A little bit late to the party, but here is my idea.
I would go with the 3rd posibility which involves nothing like modifying the already existing code-base. This will work if, you will commit (and copy) the binaries (the actual game .exe and the associated .dlls from the compilation) somewhere in an output directory - for example with a post-build script. Onwards, I will assume we are talking about Visual Studio 2010 and XNA Game Studio 4.0 (The procedure is very similar for other versions, just need to replace some numbers)
So, the idea is: create a script (.cmd) in the root of your project, where the .sln solution resides, with the following steps:
Invoke the "Visual Studio 2010 Command Prompt":
call "C:\Program Files (x86)\Microsoft Visual Studio 10.0\VC\vcvarsall.bat" x86
This is in order for our script to be able to find the XNA libraries, and all the required tools and binaries.

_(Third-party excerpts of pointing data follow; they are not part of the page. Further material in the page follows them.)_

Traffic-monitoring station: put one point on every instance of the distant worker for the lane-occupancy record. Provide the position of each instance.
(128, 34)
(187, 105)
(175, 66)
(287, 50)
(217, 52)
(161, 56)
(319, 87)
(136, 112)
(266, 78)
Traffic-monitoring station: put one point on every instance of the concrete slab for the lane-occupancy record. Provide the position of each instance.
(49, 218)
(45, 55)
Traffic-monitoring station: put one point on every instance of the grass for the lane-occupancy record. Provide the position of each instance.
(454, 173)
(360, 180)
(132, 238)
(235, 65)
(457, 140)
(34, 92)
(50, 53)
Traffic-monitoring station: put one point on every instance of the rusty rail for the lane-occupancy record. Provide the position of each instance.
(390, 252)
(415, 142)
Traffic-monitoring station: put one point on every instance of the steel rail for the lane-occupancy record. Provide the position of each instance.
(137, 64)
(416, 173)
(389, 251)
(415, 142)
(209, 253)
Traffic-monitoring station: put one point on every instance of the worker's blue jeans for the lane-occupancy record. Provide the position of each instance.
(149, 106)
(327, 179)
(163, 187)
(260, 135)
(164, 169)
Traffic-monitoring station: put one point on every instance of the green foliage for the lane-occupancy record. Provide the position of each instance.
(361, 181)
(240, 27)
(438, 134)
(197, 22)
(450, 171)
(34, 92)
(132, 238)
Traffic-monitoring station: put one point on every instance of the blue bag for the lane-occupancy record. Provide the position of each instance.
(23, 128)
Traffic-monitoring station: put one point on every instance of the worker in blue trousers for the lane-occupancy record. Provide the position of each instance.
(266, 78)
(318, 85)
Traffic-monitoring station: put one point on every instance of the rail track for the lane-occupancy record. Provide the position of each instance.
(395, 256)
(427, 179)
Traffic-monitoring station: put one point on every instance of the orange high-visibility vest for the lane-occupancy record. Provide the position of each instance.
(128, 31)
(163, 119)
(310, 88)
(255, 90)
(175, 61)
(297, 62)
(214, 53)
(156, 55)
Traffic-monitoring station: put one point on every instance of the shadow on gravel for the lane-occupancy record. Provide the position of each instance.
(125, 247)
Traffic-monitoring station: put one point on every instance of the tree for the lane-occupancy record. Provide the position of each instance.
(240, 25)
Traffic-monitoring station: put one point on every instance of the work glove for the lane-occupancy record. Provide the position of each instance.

Call the MSBuild task on the Content Project (.contentproj):
msbuild /property:XNAContentPipelineTargetPlatform=Windows /property:XNAContentPipelineTargetProfile=Reach mygame.content/projectfile.contentproj
You can modify the properties by specified different platforms/profiles. You can even go further to build the content for more platforms at a time (Windows Phone, Xbox 360 or Windows). The profile can be: Reach or HiDef (http://msdn.microsoft.com/en-us/library/ff604995.aspx)
Copy recursively the output to the folder where the binaries + actual game is stored on the repository:
xcopy /d /y /i /e bin\x86\Debug\Content* ..\game_output\Content
For details on the flags, you can invoke in the command prompt: xcopy /?. The important ones are: /d, to copy only modified files - in case you have many assets it's useful not to copy over and over again the already existing and unmodified ones; /y for automatically overwriting existing files so they can be updated with a newer version. I've used xcopy because the normal copy can't copy recursively folders as far as I know - and probably you are structuring the content in folders and sub-folders. Plus, it's better than the normal copy (lots of different flags).
Call pause so the script will wait for user input. This is useful to check if the build was fine and no errors were encountered.
Now, the artists (or anyone) who modifies the content files, need just to double click the .cmd script and the new content will be built and copied to the output directory where the commited artifacts are, ready to be tested.
However, there is a small problem, for which you'll have to fallback to the 1st point of David's post: if the artists want to modify the Content project by adding/removing/moving around files, they have to do that by opening the project in Visual Studio (or editing the project file by hand, which I doubt anyone would do). Like I said, this is a small issue, because they could just commit the new files in the repository, and you, the coder will include them in the Content Project when the code is done to handle those.
On this idea, Shawn Hargreaveas posted something about msbuild and building the Content Projects from command line: Link His solution was to create a new file, but I think it's easier and more maintainable to use directly the already existing project file.